The overall theme for the meetings includes revitalizing the UN and respecting the rights of people. UN Secretary-General Guterres wants us to re-imagine the international system in the wake of COVID-19 and to address inequality by reforming global institutions like the UN to ensure power, wealth, and opportunity are shared more fairly. While these ambitions are commendable, the UN’s rhetoric does not line up with its (in)action. Among its other moral abdications, the UN has failed to take meaningful responsibility and offer restitution for human rights violations in Haiti, most notably with respect to a deadly epidemic that it caused and sexual exploitation and abuse (SEA) of vulnerable women and girls perpetrated by its peacekeeping troops. The UN’s calls for a fairer global system and respect for human rights cannot hold water when they are failing to deliver on accountability to populations it is meant to serve.

The many challenges facing Haiti in the fulfilment of its population’s human rights are rooted in the policies of, and engagement by, foreign states and non-state actors. Of major concern is that foreign actors often fail to take responsibility where they don’t deliver on their promises and where their work directly causes more suffering. 

For example, the UN’s fifteen-year long peacekeeping presence in Haiti that ended in 2019 resulted in several human rights violations. In October 2010, ten months after a catastrophic earthquake, UN peacekeepers introduced cholera to Haiti, which had not previously had the disease. The result was one of the largest and deadliest cholera outbreaks of the 21st century that caused at least 10,000 deaths and infected almost a million. Families were further ravaged by the financial burdens of seeking medical care and losing breadwinners. In what one senior UN human rights official has called “the single greatest example of hypocrisy in our 75-year history,” the UN failed to accept legal responsibility for the epidemic, resulting in a pitiful response that has provided no compensation to victims, in violation of their internationally recognized right to effective remedy

The UN’s failure to provide redress for cholera victims has meant that Haiti was still recovering from cholera when COVID-19 hit and when, on August 14 of this year, a 7.2 magnitude earthquake struck its southern peninsula. The continuing devastating impacts of the epidemic on thousands of Haitian families has contributed to the country’s extreme vulnerability to man-made and natural disasters

Moreover, during UN peacekeeping missions in Haiti, its personnel engaged in widespread SEA of women and children. Perpetrators generally returned without facing criminal charges or undertaking support obligations for any resulting children, leaving vulnerable Haitian women and girls to care for the children they fathered. Sadly, this represents a broader pattern at the UN: its internal oversight body’s latest evaluation of SEA by UN peacekeepers found that even as reported allegations of SEA rose by 247 percent across the UN system between 2017 and 2019, criminal accountability for UN personnel remained “largely unachieved.” In my experience as part of a team of human rights advocates and litigators who have pursued child support cases on behalf of victims of UN SEA in Haiti, the UN has also failed to provide victims with effective remedies or to otherwise adequately support their efforts to seek justice and child support. 

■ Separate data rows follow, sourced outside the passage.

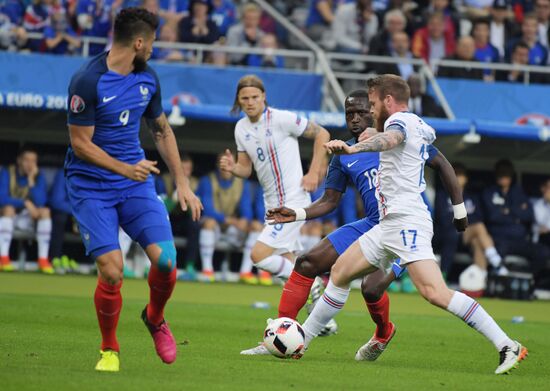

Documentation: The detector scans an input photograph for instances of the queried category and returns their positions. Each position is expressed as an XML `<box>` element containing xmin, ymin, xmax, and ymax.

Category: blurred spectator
<box><xmin>414</xmin><ymin>0</ymin><xmax>460</xmax><ymax>40</ymax></box>
<box><xmin>462</xmin><ymin>0</ymin><xmax>493</xmax><ymax>19</ymax></box>
<box><xmin>0</xmin><ymin>0</ymin><xmax>28</xmax><ymax>26</ymax></box>
<box><xmin>48</xmin><ymin>169</ymin><xmax>78</xmax><ymax>271</ymax></box>
<box><xmin>23</xmin><ymin>0</ymin><xmax>53</xmax><ymax>52</ymax></box>
<box><xmin>305</xmin><ymin>0</ymin><xmax>353</xmax><ymax>42</ymax></box>
<box><xmin>482</xmin><ymin>160</ymin><xmax>550</xmax><ymax>279</ymax></box>
<box><xmin>495</xmin><ymin>41</ymin><xmax>548</xmax><ymax>83</ymax></box>
<box><xmin>434</xmin><ymin>163</ymin><xmax>502</xmax><ymax>275</ymax></box>
<box><xmin>490</xmin><ymin>0</ymin><xmax>517</xmax><ymax>59</ymax></box>
<box><xmin>472</xmin><ymin>19</ymin><xmax>500</xmax><ymax>80</ymax></box>
<box><xmin>371</xmin><ymin>31</ymin><xmax>418</xmax><ymax>80</ymax></box>
<box><xmin>197</xmin><ymin>156</ymin><xmax>253</xmax><ymax>281</ymax></box>
<box><xmin>211</xmin><ymin>0</ymin><xmax>237</xmax><ymax>36</ymax></box>
<box><xmin>159</xmin><ymin>0</ymin><xmax>189</xmax><ymax>25</ymax></box>
<box><xmin>332</xmin><ymin>0</ymin><xmax>378</xmax><ymax>54</ymax></box>
<box><xmin>412</xmin><ymin>12</ymin><xmax>455</xmax><ymax>63</ymax></box>
<box><xmin>437</xmin><ymin>35</ymin><xmax>483</xmax><ymax>80</ymax></box>
<box><xmin>227</xmin><ymin>3</ymin><xmax>265</xmax><ymax>65</ymax></box>
<box><xmin>369</xmin><ymin>9</ymin><xmax>410</xmax><ymax>56</ymax></box>
<box><xmin>76</xmin><ymin>0</ymin><xmax>121</xmax><ymax>56</ymax></box>
<box><xmin>407</xmin><ymin>74</ymin><xmax>447</xmax><ymax>118</ymax></box>
<box><xmin>0</xmin><ymin>148</ymin><xmax>53</xmax><ymax>274</ymax></box>
<box><xmin>44</xmin><ymin>10</ymin><xmax>82</xmax><ymax>54</ymax></box>
<box><xmin>535</xmin><ymin>0</ymin><xmax>550</xmax><ymax>49</ymax></box>
<box><xmin>0</xmin><ymin>8</ymin><xmax>27</xmax><ymax>50</ymax></box>
<box><xmin>533</xmin><ymin>179</ymin><xmax>550</xmax><ymax>248</ymax></box>
<box><xmin>248</xmin><ymin>34</ymin><xmax>285</xmax><ymax>68</ymax></box>
<box><xmin>153</xmin><ymin>23</ymin><xmax>185</xmax><ymax>61</ymax></box>
<box><xmin>506</xmin><ymin>14</ymin><xmax>548</xmax><ymax>65</ymax></box>
<box><xmin>178</xmin><ymin>0</ymin><xmax>220</xmax><ymax>44</ymax></box>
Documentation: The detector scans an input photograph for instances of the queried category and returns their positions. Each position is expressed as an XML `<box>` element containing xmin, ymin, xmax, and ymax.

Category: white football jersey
<box><xmin>376</xmin><ymin>112</ymin><xmax>435</xmax><ymax>220</ymax></box>
<box><xmin>235</xmin><ymin>107</ymin><xmax>311</xmax><ymax>209</ymax></box>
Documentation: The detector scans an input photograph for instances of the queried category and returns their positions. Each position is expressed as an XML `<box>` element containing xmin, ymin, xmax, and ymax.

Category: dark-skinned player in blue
<box><xmin>256</xmin><ymin>90</ymin><xmax>468</xmax><ymax>361</ymax></box>
<box><xmin>65</xmin><ymin>8</ymin><xmax>202</xmax><ymax>372</ymax></box>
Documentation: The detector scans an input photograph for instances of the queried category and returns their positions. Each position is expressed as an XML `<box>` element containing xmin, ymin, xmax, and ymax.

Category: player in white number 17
<box><xmin>296</xmin><ymin>75</ymin><xmax>527</xmax><ymax>374</ymax></box>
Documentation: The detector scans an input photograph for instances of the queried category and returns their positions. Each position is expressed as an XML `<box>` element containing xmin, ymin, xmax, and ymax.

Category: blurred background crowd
<box><xmin>0</xmin><ymin>0</ymin><xmax>550</xmax><ymax>83</ymax></box>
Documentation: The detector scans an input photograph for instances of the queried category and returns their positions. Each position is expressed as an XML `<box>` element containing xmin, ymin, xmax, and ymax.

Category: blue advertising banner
<box><xmin>0</xmin><ymin>52</ymin><xmax>323</xmax><ymax>110</ymax></box>
<box><xmin>437</xmin><ymin>78</ymin><xmax>550</xmax><ymax>126</ymax></box>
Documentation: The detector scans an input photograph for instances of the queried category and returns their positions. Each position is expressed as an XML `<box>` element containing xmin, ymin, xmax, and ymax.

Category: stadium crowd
<box><xmin>0</xmin><ymin>148</ymin><xmax>550</xmax><ymax>291</ymax></box>
<box><xmin>0</xmin><ymin>0</ymin><xmax>550</xmax><ymax>83</ymax></box>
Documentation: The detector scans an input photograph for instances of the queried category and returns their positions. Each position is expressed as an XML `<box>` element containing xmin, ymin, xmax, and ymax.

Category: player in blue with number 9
<box><xmin>65</xmin><ymin>8</ymin><xmax>202</xmax><ymax>372</ymax></box>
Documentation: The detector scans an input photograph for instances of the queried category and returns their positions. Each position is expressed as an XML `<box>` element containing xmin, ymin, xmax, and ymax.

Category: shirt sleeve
<box><xmin>426</xmin><ymin>144</ymin><xmax>439</xmax><ymax>163</ymax></box>
<box><xmin>239</xmin><ymin>180</ymin><xmax>254</xmax><ymax>221</ymax></box>
<box><xmin>67</xmin><ymin>72</ymin><xmax>97</xmax><ymax>126</ymax></box>
<box><xmin>143</xmin><ymin>67</ymin><xmax>163</xmax><ymax>119</ymax></box>
<box><xmin>277</xmin><ymin>111</ymin><xmax>308</xmax><ymax>137</ymax></box>
<box><xmin>325</xmin><ymin>155</ymin><xmax>348</xmax><ymax>193</ymax></box>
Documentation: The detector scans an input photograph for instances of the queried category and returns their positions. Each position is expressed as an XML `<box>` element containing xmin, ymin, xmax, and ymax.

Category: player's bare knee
<box><xmin>157</xmin><ymin>240</ymin><xmax>177</xmax><ymax>273</ymax></box>
<box><xmin>361</xmin><ymin>279</ymin><xmax>384</xmax><ymax>303</ymax></box>
<box><xmin>38</xmin><ymin>208</ymin><xmax>52</xmax><ymax>219</ymax></box>
<box><xmin>294</xmin><ymin>254</ymin><xmax>320</xmax><ymax>278</ymax></box>
<box><xmin>0</xmin><ymin>205</ymin><xmax>15</xmax><ymax>217</ymax></box>
<box><xmin>201</xmin><ymin>217</ymin><xmax>218</xmax><ymax>230</ymax></box>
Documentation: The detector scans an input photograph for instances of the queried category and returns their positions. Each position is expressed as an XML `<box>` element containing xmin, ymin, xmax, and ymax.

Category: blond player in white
<box><xmin>297</xmin><ymin>75</ymin><xmax>527</xmax><ymax>374</ymax></box>
<box><xmin>220</xmin><ymin>75</ymin><xmax>330</xmax><ymax>280</ymax></box>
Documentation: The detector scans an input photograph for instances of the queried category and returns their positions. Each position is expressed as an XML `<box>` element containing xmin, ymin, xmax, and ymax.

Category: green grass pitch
<box><xmin>0</xmin><ymin>273</ymin><xmax>550</xmax><ymax>391</ymax></box>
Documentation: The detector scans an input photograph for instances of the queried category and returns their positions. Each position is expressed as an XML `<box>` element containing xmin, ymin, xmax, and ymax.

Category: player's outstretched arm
<box><xmin>302</xmin><ymin>121</ymin><xmax>330</xmax><ymax>191</ymax></box>
<box><xmin>265</xmin><ymin>189</ymin><xmax>342</xmax><ymax>224</ymax></box>
<box><xmin>324</xmin><ymin>128</ymin><xmax>405</xmax><ymax>155</ymax></box>
<box><xmin>69</xmin><ymin>125</ymin><xmax>160</xmax><ymax>182</ymax></box>
<box><xmin>426</xmin><ymin>151</ymin><xmax>468</xmax><ymax>232</ymax></box>
<box><xmin>147</xmin><ymin>113</ymin><xmax>203</xmax><ymax>221</ymax></box>
<box><xmin>220</xmin><ymin>149</ymin><xmax>252</xmax><ymax>179</ymax></box>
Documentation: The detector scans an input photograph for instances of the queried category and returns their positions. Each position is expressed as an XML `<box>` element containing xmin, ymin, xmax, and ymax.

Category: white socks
<box><xmin>240</xmin><ymin>232</ymin><xmax>260</xmax><ymax>274</ymax></box>
<box><xmin>0</xmin><ymin>217</ymin><xmax>13</xmax><ymax>257</ymax></box>
<box><xmin>447</xmin><ymin>292</ymin><xmax>513</xmax><ymax>351</ymax></box>
<box><xmin>36</xmin><ymin>219</ymin><xmax>52</xmax><ymax>259</ymax></box>
<box><xmin>199</xmin><ymin>229</ymin><xmax>216</xmax><ymax>272</ymax></box>
<box><xmin>303</xmin><ymin>279</ymin><xmax>349</xmax><ymax>347</ymax></box>
<box><xmin>485</xmin><ymin>247</ymin><xmax>502</xmax><ymax>268</ymax></box>
<box><xmin>255</xmin><ymin>255</ymin><xmax>294</xmax><ymax>281</ymax></box>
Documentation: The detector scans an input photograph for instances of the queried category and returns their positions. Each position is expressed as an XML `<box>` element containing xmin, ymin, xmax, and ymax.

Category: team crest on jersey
<box><xmin>69</xmin><ymin>95</ymin><xmax>86</xmax><ymax>114</ymax></box>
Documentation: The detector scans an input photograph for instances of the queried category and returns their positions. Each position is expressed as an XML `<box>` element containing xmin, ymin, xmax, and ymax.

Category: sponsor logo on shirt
<box><xmin>69</xmin><ymin>95</ymin><xmax>86</xmax><ymax>114</ymax></box>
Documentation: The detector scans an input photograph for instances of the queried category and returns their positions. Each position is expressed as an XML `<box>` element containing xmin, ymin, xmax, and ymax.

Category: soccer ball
<box><xmin>264</xmin><ymin>318</ymin><xmax>305</xmax><ymax>358</ymax></box>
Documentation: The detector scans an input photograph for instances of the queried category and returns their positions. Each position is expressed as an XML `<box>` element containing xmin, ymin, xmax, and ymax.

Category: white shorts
<box><xmin>358</xmin><ymin>214</ymin><xmax>435</xmax><ymax>271</ymax></box>
<box><xmin>258</xmin><ymin>221</ymin><xmax>305</xmax><ymax>254</ymax></box>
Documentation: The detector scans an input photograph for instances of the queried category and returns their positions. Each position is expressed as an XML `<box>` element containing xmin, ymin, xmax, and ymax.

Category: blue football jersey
<box><xmin>325</xmin><ymin>139</ymin><xmax>439</xmax><ymax>221</ymax></box>
<box><xmin>65</xmin><ymin>53</ymin><xmax>162</xmax><ymax>189</ymax></box>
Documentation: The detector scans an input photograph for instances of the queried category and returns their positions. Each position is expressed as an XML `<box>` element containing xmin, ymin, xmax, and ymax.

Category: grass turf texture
<box><xmin>0</xmin><ymin>273</ymin><xmax>550</xmax><ymax>391</ymax></box>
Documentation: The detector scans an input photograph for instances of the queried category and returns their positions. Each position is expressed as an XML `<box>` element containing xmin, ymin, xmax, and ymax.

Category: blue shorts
<box><xmin>327</xmin><ymin>218</ymin><xmax>405</xmax><ymax>278</ymax></box>
<box><xmin>67</xmin><ymin>177</ymin><xmax>174</xmax><ymax>258</ymax></box>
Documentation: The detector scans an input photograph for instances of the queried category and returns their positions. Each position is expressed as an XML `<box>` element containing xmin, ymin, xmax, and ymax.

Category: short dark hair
<box><xmin>17</xmin><ymin>145</ymin><xmax>38</xmax><ymax>157</ymax></box>
<box><xmin>348</xmin><ymin>90</ymin><xmax>369</xmax><ymax>99</ymax></box>
<box><xmin>113</xmin><ymin>7</ymin><xmax>159</xmax><ymax>45</ymax></box>
<box><xmin>367</xmin><ymin>74</ymin><xmax>411</xmax><ymax>103</ymax></box>
<box><xmin>453</xmin><ymin>162</ymin><xmax>468</xmax><ymax>177</ymax></box>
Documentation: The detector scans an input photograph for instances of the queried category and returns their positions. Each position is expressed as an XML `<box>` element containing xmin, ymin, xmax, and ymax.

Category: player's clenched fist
<box><xmin>265</xmin><ymin>206</ymin><xmax>296</xmax><ymax>224</ymax></box>
<box><xmin>220</xmin><ymin>149</ymin><xmax>235</xmax><ymax>173</ymax></box>
<box><xmin>126</xmin><ymin>159</ymin><xmax>160</xmax><ymax>182</ymax></box>
<box><xmin>324</xmin><ymin>140</ymin><xmax>351</xmax><ymax>155</ymax></box>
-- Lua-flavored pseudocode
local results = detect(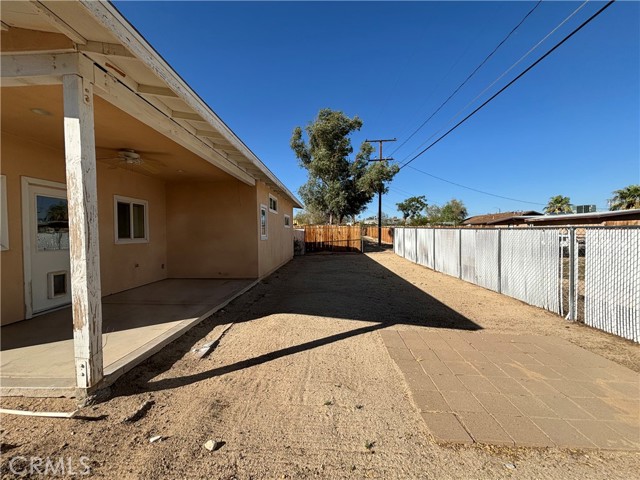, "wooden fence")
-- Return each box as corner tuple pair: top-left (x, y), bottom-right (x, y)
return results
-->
(304, 225), (362, 253)
(363, 227), (393, 245)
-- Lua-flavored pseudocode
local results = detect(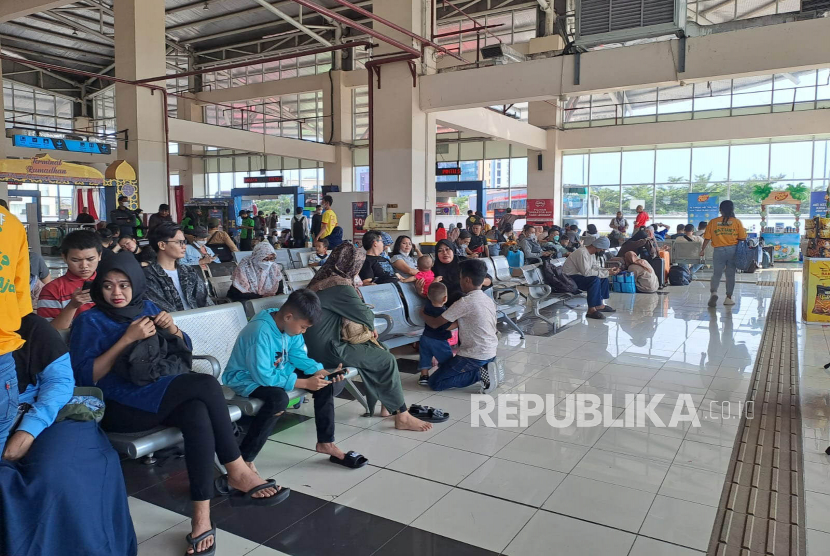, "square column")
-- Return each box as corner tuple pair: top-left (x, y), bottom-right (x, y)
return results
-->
(114, 0), (169, 213)
(323, 70), (354, 191)
(369, 0), (437, 242)
(527, 102), (562, 224)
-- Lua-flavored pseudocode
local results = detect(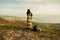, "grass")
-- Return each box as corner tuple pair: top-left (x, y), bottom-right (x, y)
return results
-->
(39, 25), (60, 36)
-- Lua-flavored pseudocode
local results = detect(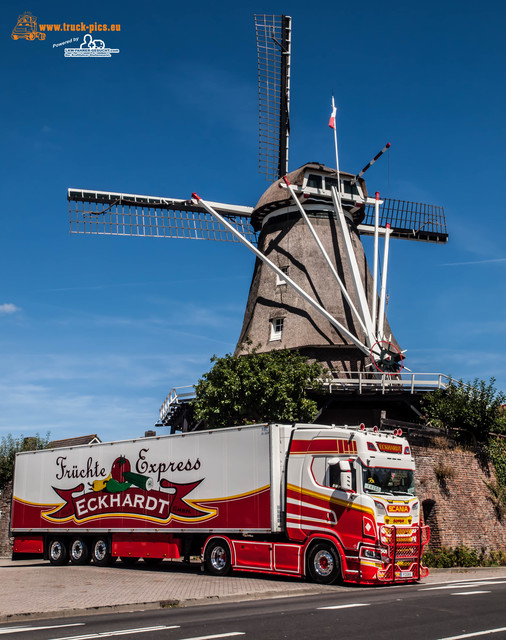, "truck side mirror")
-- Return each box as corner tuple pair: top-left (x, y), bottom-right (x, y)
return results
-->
(339, 460), (353, 491)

If the General Assembly is serious about meeting its objectives at this year’s session, it must prioritize ensuring effective remedies for victims of past UN violations. The UN should heed IJDH’s call at the Secretary-General Candidate Dialogue Informal Meeting of the General Assembly’s 75th session to prioritize combating SEA across the UN system, which Secretary-General Guterres pledged to do at the beginning of his tenure four years ago, and has yet to actualize. The UN must likewise uphold its obligations to facilitate paternity and child support claims and re-envision its response to cholera victims in Haiti by vindicating their right to effective remedy. Until the UN tackles its own glaring failures to remedy human rights violations for which it is responsible, its efforts to build a more equal system in the wake of the COVID-19 pandemic will ring hollow.